Posted by: David on November 5, 2003 2:35 PM

“Things have turned out as Mr Cohen wanted, haven’t they?”

I was prophetic! :-)

If Gore had succeeded in stealing the election, there would have been a full-scale conservative revolution in this country. Instead, Bush won, and moved the Republican party even further in a liberal direction—vastly expanding federal interference in education, subscribing to racial preferences, silencing criticism of immigration, and so on.

Posted by: Lawrence Auster on November 5, 2003 2:39 PM

It seems that even when conservatives win (Bush’s Constitutional election), they lose.

Posted by: Arie Raymond on November 5, 2003 3:30 PM

Mr. Auster’s argument above is one reason conservatives should seriously consider praying for a Bush defeat in 2004. If it was late in the day in 2000, it is much later now, thanks in large measure to Bush. If Republican faithlessness cannot cure conservatives of their reflexive habit of casting anti-Democrat votes for the GOP, maybe a convincing demonstration of Republican impotence will. HRS

Posted by: Howard Sutherland on November 5, 2003 3:35 PM

I would like to ask Arie Raymond a question. What justification was there for ever considering Bush’s victory in 2000 a victory for conservatives? Bush is not a conservative, but a country club type, who, insofar as he can distingush the public interest from his own, thinks that he has served it by giving big business what he thinks it thinks it wants. What is conservative about that?

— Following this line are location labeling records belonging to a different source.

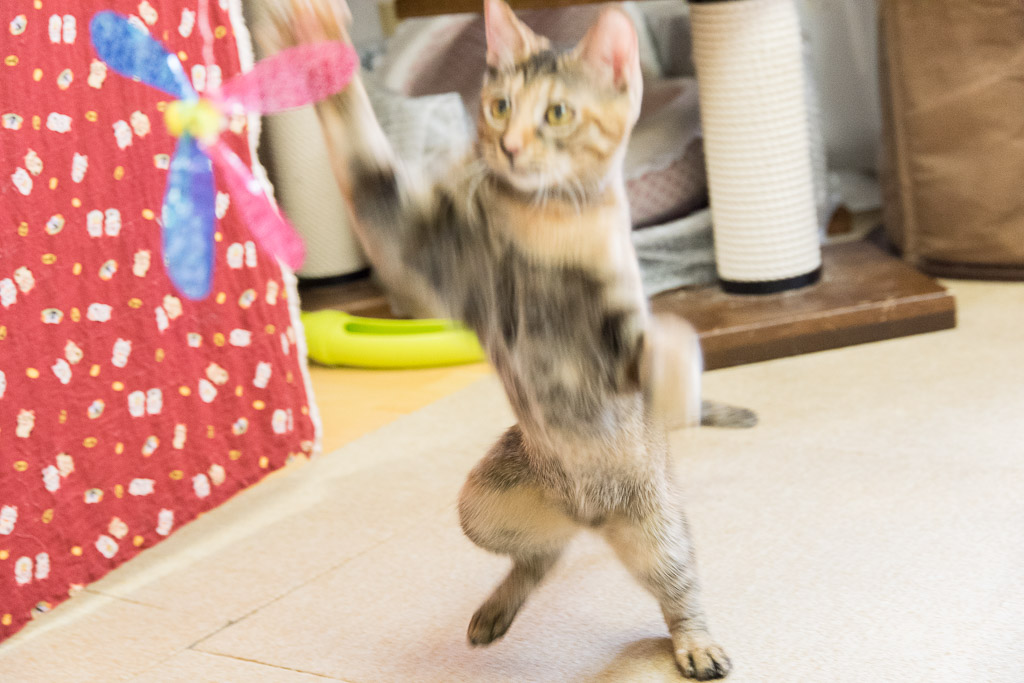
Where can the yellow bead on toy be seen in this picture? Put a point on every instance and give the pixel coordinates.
(199, 118)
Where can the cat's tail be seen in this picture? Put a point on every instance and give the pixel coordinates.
(730, 417)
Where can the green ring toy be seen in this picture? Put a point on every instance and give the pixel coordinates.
(337, 338)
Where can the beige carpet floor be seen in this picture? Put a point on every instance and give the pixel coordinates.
(870, 528)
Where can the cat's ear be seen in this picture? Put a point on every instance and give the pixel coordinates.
(508, 39)
(611, 47)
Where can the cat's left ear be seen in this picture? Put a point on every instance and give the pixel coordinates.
(611, 47)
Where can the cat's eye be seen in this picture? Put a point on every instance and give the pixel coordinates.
(500, 109)
(558, 115)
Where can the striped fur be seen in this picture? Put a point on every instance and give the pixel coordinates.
(532, 251)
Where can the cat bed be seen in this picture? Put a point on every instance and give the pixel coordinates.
(126, 411)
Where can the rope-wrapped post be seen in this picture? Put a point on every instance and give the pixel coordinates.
(749, 56)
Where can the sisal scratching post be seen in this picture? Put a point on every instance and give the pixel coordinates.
(757, 142)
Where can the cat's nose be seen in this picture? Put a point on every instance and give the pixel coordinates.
(511, 148)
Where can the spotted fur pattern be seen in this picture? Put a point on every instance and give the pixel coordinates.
(527, 242)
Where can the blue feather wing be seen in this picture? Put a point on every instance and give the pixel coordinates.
(188, 220)
(132, 52)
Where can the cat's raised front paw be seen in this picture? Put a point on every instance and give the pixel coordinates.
(704, 663)
(488, 624)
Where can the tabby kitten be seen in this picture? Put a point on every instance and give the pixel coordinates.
(527, 242)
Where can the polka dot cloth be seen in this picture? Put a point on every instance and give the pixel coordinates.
(125, 410)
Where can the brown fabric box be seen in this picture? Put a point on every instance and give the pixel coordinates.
(952, 86)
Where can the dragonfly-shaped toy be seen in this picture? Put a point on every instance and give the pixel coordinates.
(292, 78)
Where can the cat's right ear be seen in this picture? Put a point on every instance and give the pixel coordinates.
(509, 40)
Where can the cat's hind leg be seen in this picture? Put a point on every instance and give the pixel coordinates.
(504, 509)
(656, 548)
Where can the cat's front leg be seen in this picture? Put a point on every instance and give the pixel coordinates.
(656, 549)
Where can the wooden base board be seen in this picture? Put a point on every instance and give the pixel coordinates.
(864, 295)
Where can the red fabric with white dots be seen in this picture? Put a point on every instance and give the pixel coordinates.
(125, 410)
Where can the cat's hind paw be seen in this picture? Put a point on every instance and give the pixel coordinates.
(707, 663)
(488, 624)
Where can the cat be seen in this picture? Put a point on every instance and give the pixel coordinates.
(527, 242)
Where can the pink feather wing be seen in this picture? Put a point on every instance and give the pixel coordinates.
(267, 225)
(291, 78)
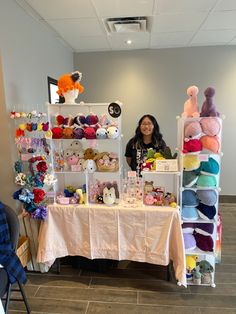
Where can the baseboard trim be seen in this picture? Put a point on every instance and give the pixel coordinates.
(227, 198)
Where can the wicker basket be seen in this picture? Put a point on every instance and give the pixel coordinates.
(23, 250)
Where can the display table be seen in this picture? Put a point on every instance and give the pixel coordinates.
(143, 234)
(1, 307)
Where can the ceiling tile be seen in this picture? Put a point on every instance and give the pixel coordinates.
(183, 6)
(54, 9)
(225, 5)
(233, 41)
(176, 39)
(221, 20)
(139, 41)
(117, 8)
(77, 27)
(98, 43)
(177, 22)
(213, 37)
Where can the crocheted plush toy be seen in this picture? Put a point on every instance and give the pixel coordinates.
(191, 105)
(208, 107)
(69, 86)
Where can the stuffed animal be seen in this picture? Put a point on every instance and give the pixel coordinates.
(101, 133)
(78, 133)
(192, 146)
(208, 107)
(206, 270)
(89, 166)
(69, 86)
(148, 187)
(67, 133)
(57, 132)
(112, 132)
(89, 153)
(166, 153)
(191, 266)
(210, 126)
(191, 105)
(109, 196)
(89, 133)
(76, 146)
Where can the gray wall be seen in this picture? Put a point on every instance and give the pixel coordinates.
(155, 81)
(29, 53)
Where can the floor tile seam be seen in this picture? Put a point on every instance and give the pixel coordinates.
(87, 307)
(70, 300)
(85, 301)
(92, 288)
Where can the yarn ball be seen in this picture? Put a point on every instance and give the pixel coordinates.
(205, 229)
(189, 241)
(188, 227)
(210, 126)
(210, 143)
(78, 133)
(192, 146)
(204, 243)
(189, 178)
(191, 162)
(189, 198)
(207, 197)
(189, 213)
(206, 181)
(209, 167)
(206, 212)
(192, 130)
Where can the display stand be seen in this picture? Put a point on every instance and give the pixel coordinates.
(86, 155)
(199, 142)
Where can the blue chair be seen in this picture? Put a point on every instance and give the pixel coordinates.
(5, 285)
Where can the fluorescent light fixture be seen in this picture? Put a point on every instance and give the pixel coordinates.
(128, 42)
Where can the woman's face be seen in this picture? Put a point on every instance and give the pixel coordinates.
(146, 126)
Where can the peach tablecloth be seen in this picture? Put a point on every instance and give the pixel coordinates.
(143, 234)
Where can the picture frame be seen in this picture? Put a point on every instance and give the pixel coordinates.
(53, 97)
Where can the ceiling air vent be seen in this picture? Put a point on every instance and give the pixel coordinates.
(127, 24)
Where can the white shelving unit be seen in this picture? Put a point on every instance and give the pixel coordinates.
(68, 176)
(208, 196)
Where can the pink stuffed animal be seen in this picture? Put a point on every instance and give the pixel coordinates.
(208, 107)
(191, 105)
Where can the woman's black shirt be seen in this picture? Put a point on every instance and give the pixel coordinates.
(139, 156)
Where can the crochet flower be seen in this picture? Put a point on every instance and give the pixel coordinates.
(40, 213)
(30, 207)
(16, 194)
(42, 166)
(38, 195)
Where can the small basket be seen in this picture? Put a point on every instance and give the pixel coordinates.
(108, 168)
(23, 250)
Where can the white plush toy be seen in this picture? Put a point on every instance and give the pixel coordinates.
(89, 165)
(112, 132)
(109, 196)
(76, 145)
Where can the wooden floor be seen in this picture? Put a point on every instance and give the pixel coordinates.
(136, 287)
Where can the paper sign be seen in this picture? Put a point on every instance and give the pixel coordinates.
(167, 165)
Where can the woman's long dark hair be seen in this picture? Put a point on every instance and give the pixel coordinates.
(156, 135)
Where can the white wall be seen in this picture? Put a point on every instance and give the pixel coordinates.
(155, 81)
(29, 53)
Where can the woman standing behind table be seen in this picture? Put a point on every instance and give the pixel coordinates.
(147, 135)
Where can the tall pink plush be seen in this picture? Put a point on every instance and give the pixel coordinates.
(208, 107)
(191, 105)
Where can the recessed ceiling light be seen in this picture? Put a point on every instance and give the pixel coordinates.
(128, 42)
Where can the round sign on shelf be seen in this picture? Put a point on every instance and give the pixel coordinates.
(114, 110)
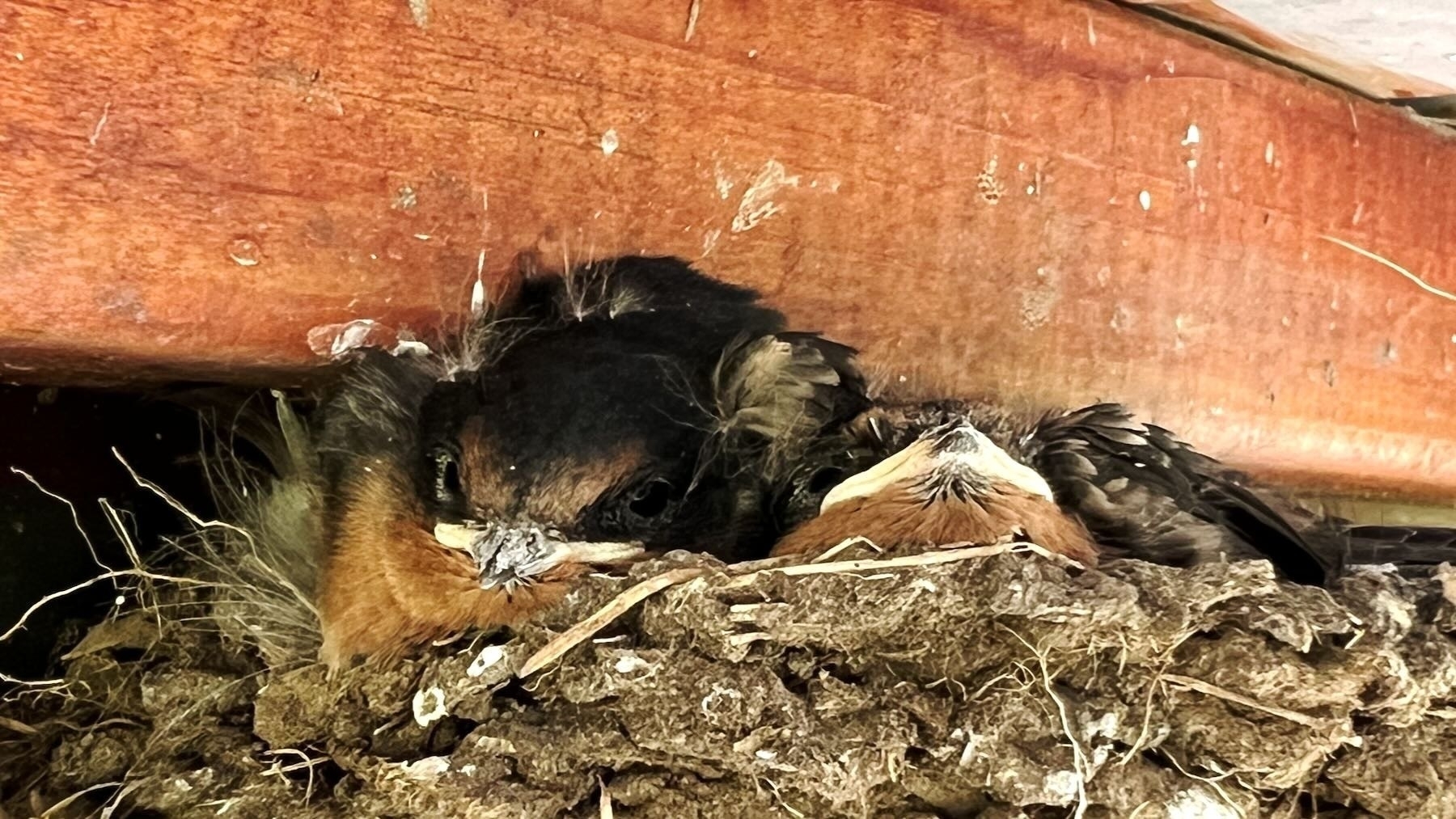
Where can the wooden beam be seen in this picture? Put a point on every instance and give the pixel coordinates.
(1041, 200)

Posted by: Alan Levine on November 5, 2003 4:10 PM

To respond to Mr. Levine, the 2000 election was a victory for Constitutional government, in which conservatives presumably believe. Partly due to conservative pressure as elucidated above, Gore was prevented from stealing the election. The downside is that Bush was elected president, with all the setbacks to conservatives implied therein. That is why I said, when conservatives win, they loose. Conservatives preserved the integrity of the system, but in so doing, elected George Bush.